After the filter, I used oil paints to create contrast between the layers of the bus. It is important to wait for the underlying filter layer to dry completely before doing this. Otherwise, you will completely delete the filter when painting with oil.


The bus had a body made by combining different plates. I tried to achieve contrast by painting each plate in a different color. Unfortunately, I noticed from the pictures that there were oil paint residues left in some places.


When the oil painting phase was finished, it was time to apply washes the bus. Since I didn't want to darken the color too much, I tried to do a light wash with black color.
 

Unfortunately, I could not reach my goal and the color darkened compared to its original state. I wanted to remove the wash solution using turpentine. But still it was not possible to lighten the darkened color.


After the washing phase was over, I covered the vehicle with matte varnish. Since the matte varnish creates a rough surface, it makes the weathering process very easy. But it is very important to wait for it to completely dry and harden. Otherwise, turpentine or white spirit may damage the varnish layer.


The windows of the bus looked very bright. I wanted to age the windows by dusting them. But I was worried that if I dusted too much, it would lose its transparency. I applied the raindrop solution that I had diluted too much on the windows. When I got the blur I wanted, I ended the process.


In fact, the side plates of the bus were ideal for streamlining. But I didn't want to make too much streaks in this vehicle. I made dust and mud on the chassis of the bus. I also dusted the fender part behind the wheels.


I dusted the wheels to look realistic. I did some puddle of dust between the rims. I wiped the parts of the wheels that contacted the ground with my hand to keep them shiny. This way I got a more realistic look.


The tarpaulin on the vehicle started to tear as soon as I touched it with a brush for weathering. I took parafilm over the torn areas and painted again. But this tearing problem recurred often.

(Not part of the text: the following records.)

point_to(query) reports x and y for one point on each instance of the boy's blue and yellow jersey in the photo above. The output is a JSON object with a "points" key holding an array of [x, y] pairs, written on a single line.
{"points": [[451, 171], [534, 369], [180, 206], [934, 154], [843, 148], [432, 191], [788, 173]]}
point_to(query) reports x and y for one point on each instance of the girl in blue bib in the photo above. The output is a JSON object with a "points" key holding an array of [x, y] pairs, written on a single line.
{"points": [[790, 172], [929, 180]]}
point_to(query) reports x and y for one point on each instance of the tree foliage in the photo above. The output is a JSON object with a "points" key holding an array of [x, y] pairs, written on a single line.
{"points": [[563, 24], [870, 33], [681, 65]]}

I've had constant problems with the front wheel. The left front wheel broke off frequently. As I glued the broken wheel, the plastic started to melt. I solved this problem by adding extra part in between. Those who want to make this kit better pay attention to the front wheels.


I used washing liquids to create a dust and mud effect on the skirts of the vehicle's body. I applied these liquids to some places with a brush tip and to some places with a sponge. I applied it lightly as I didn't want it to be too powdery.

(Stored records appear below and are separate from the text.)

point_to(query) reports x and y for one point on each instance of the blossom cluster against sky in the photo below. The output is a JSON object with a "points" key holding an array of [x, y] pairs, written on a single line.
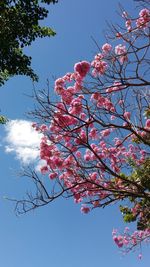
{"points": [[56, 235]]}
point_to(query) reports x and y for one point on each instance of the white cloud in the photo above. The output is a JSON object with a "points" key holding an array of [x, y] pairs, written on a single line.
{"points": [[22, 140]]}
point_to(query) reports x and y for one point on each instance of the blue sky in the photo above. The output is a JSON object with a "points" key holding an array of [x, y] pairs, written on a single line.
{"points": [[56, 235]]}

After dusting the edges, I tried softening the edges with washing liquids. Since I wanted it not to be too dusty in general, I reduced the excess parts by using white spirit.


After all the weathering stages of the bus were finished, I made a final check. When I saw that the decals were very erased, I went over the decals with turpentine and tried to reveal them.


Part of the tarpaulin on the bus was torn again. I drew parafilm and painted the torn part again, but it still tore again. I decided to leave it as it is.


I've never made a model of a wheeled vehicle before. This was the first time and it was really beautiful and fun to make. While this kit has a few issues, overall it's a nice and easy combination. I would recommend it if you are considering buying it.


After a long period of construction, I finished the bus and put it on display. While Roden's tanks had problems in the construction phase, such errors were rare in this bus. I put the model on display, planning to buy another bus in the future.